Whether or not you believe that the Patriots taped the Rams walkthrough or they taped the Rams signals from their regular season matchup that year, (The latter being more possible than the former.) the Patriots had a game plan to slow and frustrate the high-powered Rams offense. Another strategy of the Patriots was to challenge and hold the Rams receivers as they came off the line and downfield, challenging the referees to call penalties.
The Patriots were basing their strategy on the fact that the referees call fewer penalties in the Super Bowl than any other game. And the Patriots were right. Their defense clutched, grabbed and held the Rams offense that was based on precise timing. (As another aside, the NFL changed the rules in regard to contact with wide receivers after that year. It was almost as if they were acknowledging that what the Patriots did was against the spirit of the rules. But, I digress again) It did not help that the Rams stubborn head coach, Mike Martz refused to deviate from his game plan and run Marshall Faulk at the Patriots. Consequently, the Rams offense was held down throughout most of the game, but was able to break out at the end of the game to tie the game at 17.

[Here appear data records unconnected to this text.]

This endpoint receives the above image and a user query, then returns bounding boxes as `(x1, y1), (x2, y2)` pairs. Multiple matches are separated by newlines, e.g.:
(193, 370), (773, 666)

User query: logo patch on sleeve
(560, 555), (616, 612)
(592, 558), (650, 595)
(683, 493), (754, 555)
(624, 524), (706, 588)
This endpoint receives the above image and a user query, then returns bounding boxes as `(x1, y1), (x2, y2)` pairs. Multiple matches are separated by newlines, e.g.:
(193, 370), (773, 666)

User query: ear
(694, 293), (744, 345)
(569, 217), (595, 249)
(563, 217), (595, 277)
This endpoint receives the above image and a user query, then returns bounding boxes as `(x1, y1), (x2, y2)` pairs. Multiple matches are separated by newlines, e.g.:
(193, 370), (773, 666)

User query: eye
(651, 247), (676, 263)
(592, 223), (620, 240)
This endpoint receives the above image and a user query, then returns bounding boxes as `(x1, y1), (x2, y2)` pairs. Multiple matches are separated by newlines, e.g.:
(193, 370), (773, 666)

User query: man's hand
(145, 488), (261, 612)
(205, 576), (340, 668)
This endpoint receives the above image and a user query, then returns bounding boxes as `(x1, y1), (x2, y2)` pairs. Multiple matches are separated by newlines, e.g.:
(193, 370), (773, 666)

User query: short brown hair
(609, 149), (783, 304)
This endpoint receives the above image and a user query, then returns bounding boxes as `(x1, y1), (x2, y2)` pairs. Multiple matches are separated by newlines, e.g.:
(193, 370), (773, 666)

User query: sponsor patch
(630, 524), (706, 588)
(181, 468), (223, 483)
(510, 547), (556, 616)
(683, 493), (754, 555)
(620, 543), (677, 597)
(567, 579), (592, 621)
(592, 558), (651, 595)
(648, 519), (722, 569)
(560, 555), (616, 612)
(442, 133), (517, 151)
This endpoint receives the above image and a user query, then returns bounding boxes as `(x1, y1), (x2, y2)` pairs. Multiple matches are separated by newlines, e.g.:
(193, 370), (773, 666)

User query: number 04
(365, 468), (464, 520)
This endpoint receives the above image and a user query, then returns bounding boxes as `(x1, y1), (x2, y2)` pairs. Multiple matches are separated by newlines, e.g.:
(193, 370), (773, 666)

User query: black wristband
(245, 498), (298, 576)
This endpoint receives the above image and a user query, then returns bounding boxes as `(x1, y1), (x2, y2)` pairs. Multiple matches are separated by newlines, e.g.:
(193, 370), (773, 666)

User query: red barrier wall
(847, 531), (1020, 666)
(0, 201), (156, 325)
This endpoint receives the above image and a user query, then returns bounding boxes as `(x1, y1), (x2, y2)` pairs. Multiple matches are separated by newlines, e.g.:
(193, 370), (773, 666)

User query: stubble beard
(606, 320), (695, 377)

Everyone knows what happened next as Tom Brady did what he did a thousand times after that night and drove the Patriots down the field against Lovie Smith’s tired prevent defense. Adam Vinatieri hit the game-winning field goal as time expired and the NFL’s newest “dynasty” was born.
Rams fans were frustrated, disgruntled and most of all began the hate the new darling franchise, the New England Patriots. Rams fans became even angrier as the two squads went in different directions – the Rams went downhill from there and the Patriots only went up. You do not have to go far on the internet to find websites devoted the Patriots potential wrong-doings in the game.
The first and foremost of these sites was http://stlouisrams.net (now since defunct), which had extensive videos detailing each late hit on quarterback Kurt Warner – including a vicious head slap on Warner’s interception returned for a touchdown by Ty Law, each instance of holding – including an egregious one on Willy McGinest right in front of an official that was not called. There were many more instances that
Look to the comment section of the Post-Dispatch article, or even this blog post before the Patriots most recent Super Bowl as evidence that Rams fans are still upset by the loss.
Should Rams fans move on from one game almost 8 years ago? Absolutely. Is it all just sour grapes by Rams fans? Probably, as nothing is going to change the outcome of the game at this point. But, does this history make it even more important to Rams fans for the up and coming St. Louis Rams to beat the up and down New England Patriots at Foxborough on Sunday? Absolutely, totally and completely.